Q、病気のためお金が必要だと被相続人の生前に嘘をついてお金をもらっていた相続人がいます。相続協議に参加させなければならないのでしょうか?

私の父が今回亡くなったことで今現在、相続協議を行っているのですが、つい先日、遺言書が見つかりその内容についてもめています。
なぜもめているのかというと、遺言書の内容に記されていたのは被相続人から見た子供である私たち兄弟のうち、1人がこれまで病気のため手術や入院が必要だったと被相続人である父に嘘をついてお金を振り込ませていたことになります。
嘘をついていたのは長男となる兄ですが、兄は遠方に住んでいたため父と直接顔を合わせることもなく、父も兄に言われるがまま本当に病気だということを信用してお金を振り込んでいたようです。

このようにお金を振り込んでいたことについて今回の遺産協議では考慮せず、残された財産を私たち兄弟で平等に分割するようにと書かれていました。
しかし実際に兄は病気をしていたわけではなく、入院をしていたなどといった事実は全くありません。
要するに兄は遠方だからと父に嘘をついてお金を振り込ませていたことになります。
にもかかわらず、遺言書の通りに遺産分割しなければならないというのは、私たち他の兄弟にしてみれば納得がいかず、兄を許すことのできない気持ちでいっぱいです。
それでも遺言書の通りに兄を含めた私達兄弟は全く同じような平等性のある分割をしなければならないのでしょうか?
母はすでに他界していますので、相続人となるのは私たち兄妹しかおりません。

A、相続の欠格もしくは生前に受け取っていた分を相殺した上での分割をしましょう。

上記のように理由を偽って生前に被相続人からお金を受け取っていたと言った場合には、他の相続人の意向によって相続の欠格を行うことができます。
相続の欠格を行うと、嘘をついてお金を受け取っていた相続には相続権を失うことになりますから、今後の遺産協議などには一切参加することができません。
また当然ながら分与分もなくなりますから遺産分割をする必要がなくなります。
ただこのように相続の欠格をするためには、他の相続人が全員一致して家庭裁判所などに申し立てをしなければならず、相続の欠格を行うことによって欠格となったご本人から逆恨みをされてしまうような懸念がある場合には、生前嘘をついて受け取っていた金額がどれだけあるのかを明確にした上で、この分を相殺し分割を行うと良いでしょう。

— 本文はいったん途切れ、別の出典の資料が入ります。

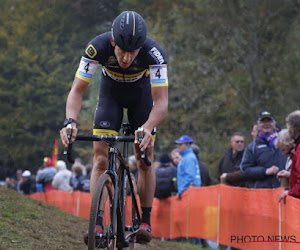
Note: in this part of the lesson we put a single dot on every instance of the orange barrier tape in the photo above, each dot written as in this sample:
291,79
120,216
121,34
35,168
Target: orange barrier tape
239,217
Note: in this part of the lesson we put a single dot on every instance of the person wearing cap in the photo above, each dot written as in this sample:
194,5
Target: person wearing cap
262,161
229,166
188,173
203,168
134,76
165,176
61,180
27,186
46,175
293,126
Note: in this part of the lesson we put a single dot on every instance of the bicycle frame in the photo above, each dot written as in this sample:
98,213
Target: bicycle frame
119,181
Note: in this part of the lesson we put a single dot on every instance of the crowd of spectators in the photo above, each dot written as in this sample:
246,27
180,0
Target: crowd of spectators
49,177
271,160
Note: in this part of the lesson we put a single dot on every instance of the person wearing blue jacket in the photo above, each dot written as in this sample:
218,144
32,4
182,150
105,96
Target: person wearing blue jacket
188,173
262,161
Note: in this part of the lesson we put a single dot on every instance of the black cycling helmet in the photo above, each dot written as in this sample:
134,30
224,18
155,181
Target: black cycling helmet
129,31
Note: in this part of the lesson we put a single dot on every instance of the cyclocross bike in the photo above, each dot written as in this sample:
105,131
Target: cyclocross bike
110,194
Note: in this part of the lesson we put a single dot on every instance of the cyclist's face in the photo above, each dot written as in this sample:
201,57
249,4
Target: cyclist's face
125,58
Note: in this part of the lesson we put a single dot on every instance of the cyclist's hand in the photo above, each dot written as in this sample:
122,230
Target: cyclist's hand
64,136
147,139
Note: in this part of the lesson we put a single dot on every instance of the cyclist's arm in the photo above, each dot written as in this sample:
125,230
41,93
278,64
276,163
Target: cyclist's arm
157,114
73,107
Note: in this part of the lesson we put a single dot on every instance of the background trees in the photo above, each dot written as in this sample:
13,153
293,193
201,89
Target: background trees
227,60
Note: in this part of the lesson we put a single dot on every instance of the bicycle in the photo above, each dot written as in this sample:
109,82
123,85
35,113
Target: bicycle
110,194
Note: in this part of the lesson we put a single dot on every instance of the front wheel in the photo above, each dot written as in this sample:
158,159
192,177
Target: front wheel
102,205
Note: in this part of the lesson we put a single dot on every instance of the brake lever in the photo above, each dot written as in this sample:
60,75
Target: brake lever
144,154
68,150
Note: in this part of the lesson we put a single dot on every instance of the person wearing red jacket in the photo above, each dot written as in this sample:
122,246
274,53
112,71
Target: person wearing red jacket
293,126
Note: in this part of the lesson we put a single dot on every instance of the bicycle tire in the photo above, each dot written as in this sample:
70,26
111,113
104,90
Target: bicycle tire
103,194
133,215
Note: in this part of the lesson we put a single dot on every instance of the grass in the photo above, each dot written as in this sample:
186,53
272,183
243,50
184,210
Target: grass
29,224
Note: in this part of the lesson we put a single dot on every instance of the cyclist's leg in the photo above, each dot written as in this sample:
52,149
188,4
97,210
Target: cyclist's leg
108,119
146,181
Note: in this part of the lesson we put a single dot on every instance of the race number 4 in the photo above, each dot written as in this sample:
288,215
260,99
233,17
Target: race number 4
158,75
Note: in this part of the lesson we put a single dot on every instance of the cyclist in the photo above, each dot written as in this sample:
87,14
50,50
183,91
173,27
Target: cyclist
134,76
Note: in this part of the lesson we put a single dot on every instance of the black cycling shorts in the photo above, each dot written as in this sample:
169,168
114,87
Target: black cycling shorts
114,96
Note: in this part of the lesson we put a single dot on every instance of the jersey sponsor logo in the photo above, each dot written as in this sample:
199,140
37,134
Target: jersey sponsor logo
105,124
156,55
123,77
86,69
91,51
158,75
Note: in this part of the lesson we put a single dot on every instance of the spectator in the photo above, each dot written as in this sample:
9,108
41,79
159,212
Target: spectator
262,161
61,180
46,175
230,162
77,177
10,183
188,169
204,170
254,131
27,185
165,178
19,180
286,144
176,157
293,126
85,183
39,186
133,167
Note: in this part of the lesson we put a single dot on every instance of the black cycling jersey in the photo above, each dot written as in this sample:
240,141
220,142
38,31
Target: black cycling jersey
123,88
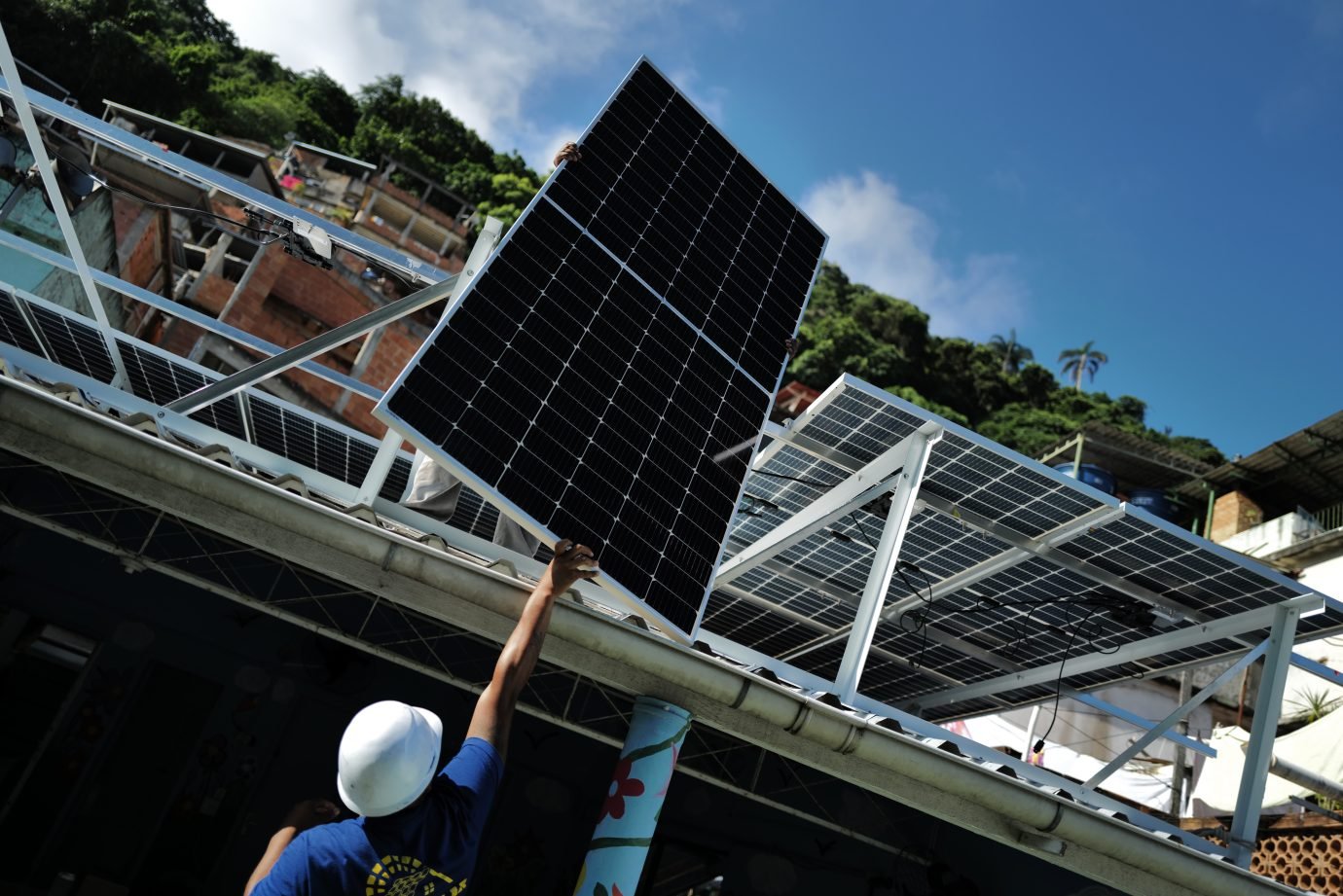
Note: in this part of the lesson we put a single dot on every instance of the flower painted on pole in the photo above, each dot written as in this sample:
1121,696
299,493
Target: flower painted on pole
622,786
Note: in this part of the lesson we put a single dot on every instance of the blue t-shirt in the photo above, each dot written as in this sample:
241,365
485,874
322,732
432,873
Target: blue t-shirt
426,849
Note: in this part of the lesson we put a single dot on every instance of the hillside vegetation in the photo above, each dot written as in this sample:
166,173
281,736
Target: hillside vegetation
175,59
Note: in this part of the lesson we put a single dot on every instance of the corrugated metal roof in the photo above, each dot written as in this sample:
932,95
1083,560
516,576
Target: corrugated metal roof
1303,469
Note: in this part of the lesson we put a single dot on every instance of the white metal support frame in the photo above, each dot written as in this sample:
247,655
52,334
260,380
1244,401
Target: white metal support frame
884,563
1180,712
1253,620
865,485
38,147
1138,722
391,442
311,348
1260,751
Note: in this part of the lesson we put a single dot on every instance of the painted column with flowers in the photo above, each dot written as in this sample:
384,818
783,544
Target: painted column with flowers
635,800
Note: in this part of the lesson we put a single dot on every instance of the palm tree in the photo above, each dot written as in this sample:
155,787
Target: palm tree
1081,360
1013,352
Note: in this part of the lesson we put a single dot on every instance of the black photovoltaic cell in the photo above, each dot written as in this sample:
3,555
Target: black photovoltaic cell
14,329
668,195
629,329
327,447
1002,621
159,380
77,345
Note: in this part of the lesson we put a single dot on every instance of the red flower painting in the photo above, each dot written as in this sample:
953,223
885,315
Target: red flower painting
622,786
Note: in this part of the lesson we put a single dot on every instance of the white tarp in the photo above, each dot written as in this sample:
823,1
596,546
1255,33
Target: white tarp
1315,747
1142,782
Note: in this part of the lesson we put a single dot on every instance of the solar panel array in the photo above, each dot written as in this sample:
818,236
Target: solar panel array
630,328
979,503
274,425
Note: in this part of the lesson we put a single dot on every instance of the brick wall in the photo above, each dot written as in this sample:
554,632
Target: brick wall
1299,850
1233,514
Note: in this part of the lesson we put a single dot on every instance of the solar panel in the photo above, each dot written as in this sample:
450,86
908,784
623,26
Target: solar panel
629,329
322,445
1011,566
14,329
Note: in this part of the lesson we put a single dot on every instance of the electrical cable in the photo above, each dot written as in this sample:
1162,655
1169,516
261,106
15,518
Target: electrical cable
1059,684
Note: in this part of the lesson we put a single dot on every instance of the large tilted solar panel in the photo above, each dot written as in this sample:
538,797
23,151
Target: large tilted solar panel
274,425
978,503
629,329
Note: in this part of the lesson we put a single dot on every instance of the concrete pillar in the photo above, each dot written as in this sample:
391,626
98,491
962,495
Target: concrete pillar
635,800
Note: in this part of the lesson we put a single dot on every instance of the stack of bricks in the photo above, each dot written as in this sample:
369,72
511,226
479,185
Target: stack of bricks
1233,514
1299,850
1310,861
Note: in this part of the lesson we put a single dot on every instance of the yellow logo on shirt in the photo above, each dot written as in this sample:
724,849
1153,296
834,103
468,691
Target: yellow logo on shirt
407,876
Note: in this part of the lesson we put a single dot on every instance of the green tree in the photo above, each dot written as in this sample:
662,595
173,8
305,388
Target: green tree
1031,429
1011,352
912,395
508,197
853,328
1081,360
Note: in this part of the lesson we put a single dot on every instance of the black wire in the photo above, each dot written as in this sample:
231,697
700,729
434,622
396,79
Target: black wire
1059,685
186,210
923,627
794,479
853,515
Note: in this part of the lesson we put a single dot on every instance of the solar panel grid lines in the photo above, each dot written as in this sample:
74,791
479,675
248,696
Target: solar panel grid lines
1048,563
629,328
679,194
75,345
160,380
14,328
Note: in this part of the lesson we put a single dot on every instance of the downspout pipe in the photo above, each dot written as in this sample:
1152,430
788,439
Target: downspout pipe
847,744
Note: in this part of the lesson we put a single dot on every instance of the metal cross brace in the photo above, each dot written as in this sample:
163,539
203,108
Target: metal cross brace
311,348
1180,712
1178,639
391,442
870,483
38,147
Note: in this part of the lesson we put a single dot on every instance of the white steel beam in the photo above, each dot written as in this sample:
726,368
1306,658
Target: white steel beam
191,316
1176,715
392,440
38,147
865,485
138,148
1258,752
916,448
311,348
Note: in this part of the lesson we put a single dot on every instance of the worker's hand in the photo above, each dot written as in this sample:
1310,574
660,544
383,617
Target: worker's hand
568,152
310,813
572,561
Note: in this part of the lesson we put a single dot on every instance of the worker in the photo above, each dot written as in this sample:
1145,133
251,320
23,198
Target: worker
417,832
434,490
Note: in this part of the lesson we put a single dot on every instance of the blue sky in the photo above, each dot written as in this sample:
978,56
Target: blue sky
1163,179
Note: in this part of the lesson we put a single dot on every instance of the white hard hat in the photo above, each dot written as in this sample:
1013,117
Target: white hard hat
387,757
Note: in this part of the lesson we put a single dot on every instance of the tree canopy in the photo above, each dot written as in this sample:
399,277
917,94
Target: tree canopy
993,387
177,60
1082,360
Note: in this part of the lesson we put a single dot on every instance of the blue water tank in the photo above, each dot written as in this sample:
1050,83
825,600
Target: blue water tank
1094,476
1155,501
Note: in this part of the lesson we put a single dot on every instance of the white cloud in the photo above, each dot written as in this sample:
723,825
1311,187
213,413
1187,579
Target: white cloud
478,59
886,242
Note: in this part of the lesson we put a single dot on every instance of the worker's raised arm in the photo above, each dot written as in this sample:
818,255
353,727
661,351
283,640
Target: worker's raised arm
517,660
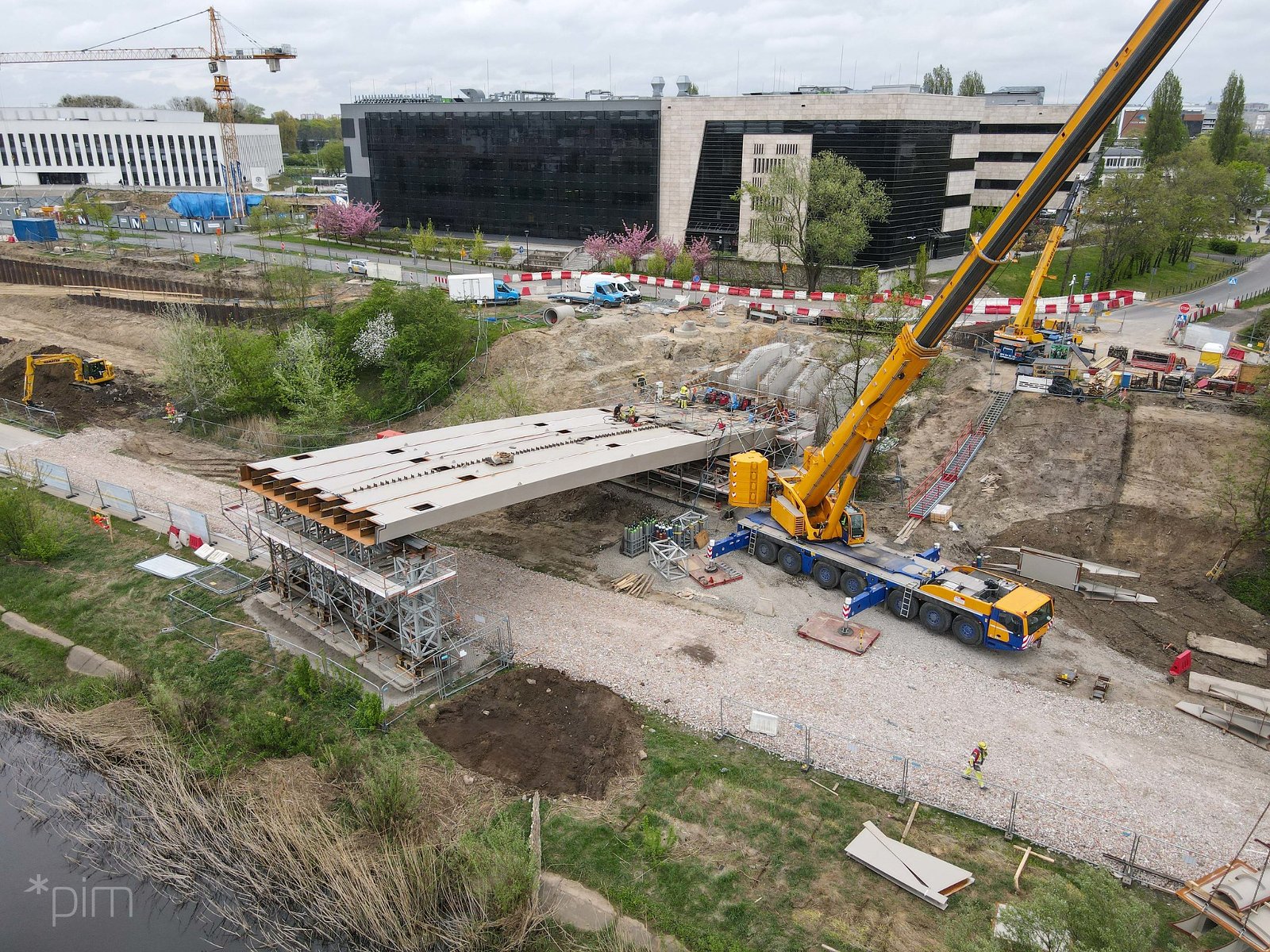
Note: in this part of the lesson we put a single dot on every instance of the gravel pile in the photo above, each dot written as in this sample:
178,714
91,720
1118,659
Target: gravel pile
1087,772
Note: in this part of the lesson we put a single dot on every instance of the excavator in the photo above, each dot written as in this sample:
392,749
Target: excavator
89,372
808,522
1019,342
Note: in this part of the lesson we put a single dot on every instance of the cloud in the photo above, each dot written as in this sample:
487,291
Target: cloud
572,46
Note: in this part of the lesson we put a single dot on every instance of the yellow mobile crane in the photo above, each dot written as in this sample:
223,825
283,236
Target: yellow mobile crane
1020,340
812,524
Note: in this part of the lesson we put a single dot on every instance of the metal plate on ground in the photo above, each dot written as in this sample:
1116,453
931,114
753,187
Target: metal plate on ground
829,630
168,566
708,578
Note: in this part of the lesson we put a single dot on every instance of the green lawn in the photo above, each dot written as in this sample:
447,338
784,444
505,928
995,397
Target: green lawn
1011,279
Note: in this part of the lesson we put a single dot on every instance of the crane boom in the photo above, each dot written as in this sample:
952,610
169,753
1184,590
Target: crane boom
217,55
816,499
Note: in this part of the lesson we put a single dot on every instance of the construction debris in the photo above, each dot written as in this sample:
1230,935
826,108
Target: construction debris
921,873
1235,651
1233,898
634,583
1068,573
1225,689
1253,727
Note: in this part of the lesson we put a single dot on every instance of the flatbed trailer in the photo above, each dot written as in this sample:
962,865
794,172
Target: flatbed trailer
977,607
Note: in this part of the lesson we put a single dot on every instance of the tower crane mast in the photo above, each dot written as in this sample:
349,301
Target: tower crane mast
216,55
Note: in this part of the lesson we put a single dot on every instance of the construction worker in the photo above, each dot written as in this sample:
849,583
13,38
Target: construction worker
978,754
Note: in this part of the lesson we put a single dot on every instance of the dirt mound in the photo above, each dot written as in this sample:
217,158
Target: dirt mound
76,405
537,729
1172,552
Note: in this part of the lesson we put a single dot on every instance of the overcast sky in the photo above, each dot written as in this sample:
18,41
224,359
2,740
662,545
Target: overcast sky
571,46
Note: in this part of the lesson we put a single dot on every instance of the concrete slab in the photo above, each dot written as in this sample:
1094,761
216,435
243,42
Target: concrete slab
87,662
16,437
387,489
1235,651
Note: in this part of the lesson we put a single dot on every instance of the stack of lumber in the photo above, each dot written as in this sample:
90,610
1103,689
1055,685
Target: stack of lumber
634,583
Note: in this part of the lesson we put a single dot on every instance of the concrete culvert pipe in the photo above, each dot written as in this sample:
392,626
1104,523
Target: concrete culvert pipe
554,315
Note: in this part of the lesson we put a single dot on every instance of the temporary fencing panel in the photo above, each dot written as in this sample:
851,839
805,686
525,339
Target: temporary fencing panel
56,476
188,520
118,498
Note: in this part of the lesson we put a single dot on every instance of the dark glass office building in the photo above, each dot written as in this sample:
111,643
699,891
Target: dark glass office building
510,168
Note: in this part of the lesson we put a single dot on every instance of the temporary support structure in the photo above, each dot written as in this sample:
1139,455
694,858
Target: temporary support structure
921,873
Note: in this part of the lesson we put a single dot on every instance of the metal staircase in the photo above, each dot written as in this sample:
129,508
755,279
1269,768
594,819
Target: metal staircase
943,478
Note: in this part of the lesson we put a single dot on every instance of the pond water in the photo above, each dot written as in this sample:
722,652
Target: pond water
48,904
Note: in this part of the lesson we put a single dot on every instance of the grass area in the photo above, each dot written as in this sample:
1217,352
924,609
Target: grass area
736,850
1011,279
714,842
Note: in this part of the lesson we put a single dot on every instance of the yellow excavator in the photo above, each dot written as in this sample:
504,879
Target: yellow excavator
812,524
1020,340
89,372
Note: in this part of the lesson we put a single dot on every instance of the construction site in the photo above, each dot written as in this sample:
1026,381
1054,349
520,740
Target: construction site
865,545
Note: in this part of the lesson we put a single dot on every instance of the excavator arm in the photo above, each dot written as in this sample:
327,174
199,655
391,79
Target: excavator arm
814,501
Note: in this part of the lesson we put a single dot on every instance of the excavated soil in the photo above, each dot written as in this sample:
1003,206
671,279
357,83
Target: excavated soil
537,729
110,404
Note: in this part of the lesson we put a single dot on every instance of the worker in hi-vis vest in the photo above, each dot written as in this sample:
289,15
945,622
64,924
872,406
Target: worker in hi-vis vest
975,766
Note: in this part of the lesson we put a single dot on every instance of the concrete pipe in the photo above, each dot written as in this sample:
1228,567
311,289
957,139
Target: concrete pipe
554,315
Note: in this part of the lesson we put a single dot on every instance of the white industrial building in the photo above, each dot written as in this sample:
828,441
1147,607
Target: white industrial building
145,149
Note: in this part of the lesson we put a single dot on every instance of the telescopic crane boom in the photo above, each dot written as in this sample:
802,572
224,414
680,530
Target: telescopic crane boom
814,501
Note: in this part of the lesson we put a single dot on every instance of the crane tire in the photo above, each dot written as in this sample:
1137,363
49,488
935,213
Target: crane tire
968,631
791,560
826,575
933,617
851,583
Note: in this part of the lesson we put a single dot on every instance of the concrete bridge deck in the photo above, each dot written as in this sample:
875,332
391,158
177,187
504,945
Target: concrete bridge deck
387,489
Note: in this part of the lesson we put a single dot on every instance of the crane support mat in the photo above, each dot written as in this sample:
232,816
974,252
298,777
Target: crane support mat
708,578
921,873
829,630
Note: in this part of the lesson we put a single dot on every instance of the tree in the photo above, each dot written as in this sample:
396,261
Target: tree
972,84
1230,121
479,251
939,82
89,101
1166,132
289,127
194,368
313,382
425,244
332,155
819,209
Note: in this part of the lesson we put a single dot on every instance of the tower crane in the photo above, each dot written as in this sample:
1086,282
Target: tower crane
216,54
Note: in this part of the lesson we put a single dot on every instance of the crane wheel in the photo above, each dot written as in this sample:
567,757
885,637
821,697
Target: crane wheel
826,575
935,619
968,631
791,560
852,583
895,603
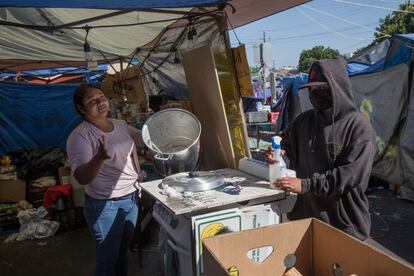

まずは全ての相続人がどれだけの分与分を受け取れる額についても計算した上で、被相続人に嘘をついてお金を受け取っていた部分については差し引くことになります。
そして差し引いた部分の前者については他の相続人が平等に分けるのが1番でしょう。
ただし、どちらの方法をとるにしても、しっかりと公正証書に残す必要がありますので、税理士さんにお願いして協議の進め方やそれぞれの分与などについても細かく計算してもらうと良いです。
さらに嘘をついて被相続人から受け取っていたお金に関しては、生前贈与として扱うことができますので、これについては年間で110万円を超える金額だったのかどうかを確認した上で、110万円を超える金額だったのであれば税務署に申告をした後で贈与税を納める必要があります。

もちろん贈与税を収めるのは嘘をついてお金を受け取っていたご本人となります。
このようなケースでは、事実とは異なる内容で遺言書が残されているため、遺言書の内容がそのまま実行されるかどうかは税理士の先生や弁護士さんなどに相談してみなければ判断は難しいと言えます。
あくまでも被相続人は本当に自分のお子様が病気になったと信用してお金を振り込んでいましたので、その内容そのものが作り話だったということになれば、遺言書の内容についてもストレートに扱わないケースがほとんどです。